I will be buying a new bow soon and I'm down to the Mathews Drenalin or S2. I've shot the Dren, DXT and S2 and really like the S2. However, the Bowtech Guardian is doing so well in the side by side reviews that I think I sould consider it as well. Trouble is, one shop in town that sells Bowtechs flat out ignored me for 15 mintues and the other hasn't been very helpful either. One of the two shops that sells Mathews has been awesome to work with. I guess my decision between Mathews or Bowtech has been made based on local service available. (I have a 25 yr old Bear Whitetail II and a Bear recurve that is as old, so the current technology is new to me. The extra service is really helpful.)

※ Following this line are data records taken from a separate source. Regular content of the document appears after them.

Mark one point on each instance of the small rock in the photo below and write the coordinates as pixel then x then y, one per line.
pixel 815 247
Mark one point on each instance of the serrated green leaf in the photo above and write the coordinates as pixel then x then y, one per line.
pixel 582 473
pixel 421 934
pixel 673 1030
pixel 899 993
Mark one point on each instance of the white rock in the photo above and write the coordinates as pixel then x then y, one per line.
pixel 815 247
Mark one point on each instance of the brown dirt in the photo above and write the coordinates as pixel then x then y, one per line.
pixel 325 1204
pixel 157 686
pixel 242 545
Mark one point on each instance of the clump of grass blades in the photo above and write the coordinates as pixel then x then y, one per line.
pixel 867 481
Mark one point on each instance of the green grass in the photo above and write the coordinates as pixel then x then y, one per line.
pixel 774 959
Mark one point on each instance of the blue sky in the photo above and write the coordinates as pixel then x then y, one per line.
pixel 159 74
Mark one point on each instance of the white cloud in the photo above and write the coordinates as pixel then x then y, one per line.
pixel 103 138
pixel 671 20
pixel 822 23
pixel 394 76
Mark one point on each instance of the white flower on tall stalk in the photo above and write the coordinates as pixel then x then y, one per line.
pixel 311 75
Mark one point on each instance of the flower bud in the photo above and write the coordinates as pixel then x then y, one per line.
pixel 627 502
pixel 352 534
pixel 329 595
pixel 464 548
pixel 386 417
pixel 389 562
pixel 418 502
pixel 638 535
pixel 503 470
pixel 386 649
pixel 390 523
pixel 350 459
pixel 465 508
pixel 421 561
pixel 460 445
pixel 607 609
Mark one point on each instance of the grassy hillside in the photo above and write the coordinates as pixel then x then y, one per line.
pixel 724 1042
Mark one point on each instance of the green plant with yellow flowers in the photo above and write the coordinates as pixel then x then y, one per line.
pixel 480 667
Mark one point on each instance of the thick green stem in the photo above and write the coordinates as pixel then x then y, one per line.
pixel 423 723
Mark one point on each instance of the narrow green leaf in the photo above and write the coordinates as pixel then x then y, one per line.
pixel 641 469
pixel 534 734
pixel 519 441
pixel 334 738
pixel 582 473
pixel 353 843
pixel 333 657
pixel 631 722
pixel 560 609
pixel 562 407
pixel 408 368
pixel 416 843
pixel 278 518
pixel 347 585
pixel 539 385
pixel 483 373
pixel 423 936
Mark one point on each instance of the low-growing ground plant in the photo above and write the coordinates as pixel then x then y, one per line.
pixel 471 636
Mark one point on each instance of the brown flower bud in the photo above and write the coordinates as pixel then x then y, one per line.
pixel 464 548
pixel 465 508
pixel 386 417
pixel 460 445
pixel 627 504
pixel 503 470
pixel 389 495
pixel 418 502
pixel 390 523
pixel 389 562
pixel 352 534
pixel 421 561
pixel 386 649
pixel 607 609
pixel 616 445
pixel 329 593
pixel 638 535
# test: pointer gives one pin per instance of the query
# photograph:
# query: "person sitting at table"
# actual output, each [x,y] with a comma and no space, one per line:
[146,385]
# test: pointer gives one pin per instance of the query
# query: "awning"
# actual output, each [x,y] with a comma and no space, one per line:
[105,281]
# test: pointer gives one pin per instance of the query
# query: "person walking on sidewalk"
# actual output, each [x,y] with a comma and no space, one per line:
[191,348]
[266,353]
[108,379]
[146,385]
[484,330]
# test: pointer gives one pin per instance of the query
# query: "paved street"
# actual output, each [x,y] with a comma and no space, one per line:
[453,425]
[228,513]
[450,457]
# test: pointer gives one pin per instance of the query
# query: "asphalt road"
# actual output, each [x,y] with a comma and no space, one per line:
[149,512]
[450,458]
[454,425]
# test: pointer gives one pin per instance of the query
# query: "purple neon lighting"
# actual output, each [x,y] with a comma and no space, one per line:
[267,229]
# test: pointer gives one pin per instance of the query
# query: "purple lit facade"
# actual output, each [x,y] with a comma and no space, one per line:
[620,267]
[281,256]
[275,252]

On the S2, everyone says it is exactly like the Switchback, except the camo. I've also read that the S2 is lighter, has a slight change in the cam and the riser is a bit longer. That said, it would sure be great to see it in a review. Sure Mathews is pushing their new technoloy, but come on, the folks on AT say the S2 is a great bow. Let's hear some more about it! 

The SB did great in the 2005 reviews and the SXT blew away the 2006 reviews that I've read. 

Does anyone know the real differences between the S2 and the Switchback? 

Nelson Shulenberger


----------



## SIO_LIL_GUY (Mar 1, 2007)

SWITCHBACKIBO Rating 
318 fps (Approx) 
Cam(s) 
StraightLine Perimeter-Weighted C1 Cam 
Draw Weight 
40, 50, 60, 70 lbs. 
Draw Length 
26" - 30" with Half Sizes from 26 1/2" - 29 1/2" 
Axle to Axle Length 
33" (Approx) 
Brace Height 
7" (Approx) 
Riser Length 
25 1/2" (Approx) 
Physical Weight 
4.34 lbs (Approx)


Mathews S2
IBO Rating 
318 fps (Approx) 
Cam(s) 
StraightLine C1 Cam 
Draw Weight 
40, 50, 60, 70 lbs. 
Draw Length 
25" - 30" with 25 1/2" - 29 1/2" available 
Axle to Axle Length 
33" (Approx) 
Brace Height 
7" (Approx) 
Riser Length 
25 1/2" (Approx) 
Physical Weight 
4.25 lbs (Approx)

According to the spec's, not a whole lot of difference! Personally I would just buy a Switchback and Save some $$$.$$


----------



## standsitter (Feb 29, 2008)

*s2 is the switchback re-dressed*

well when talking with a service tech at mathews asked him the difference from s2 to switchback he told me the camo and re- designed idler. idler the same size as SB. Basically NO real meaningful differences. This is not personal opinion this is what the mathews customer service tech told me.


----------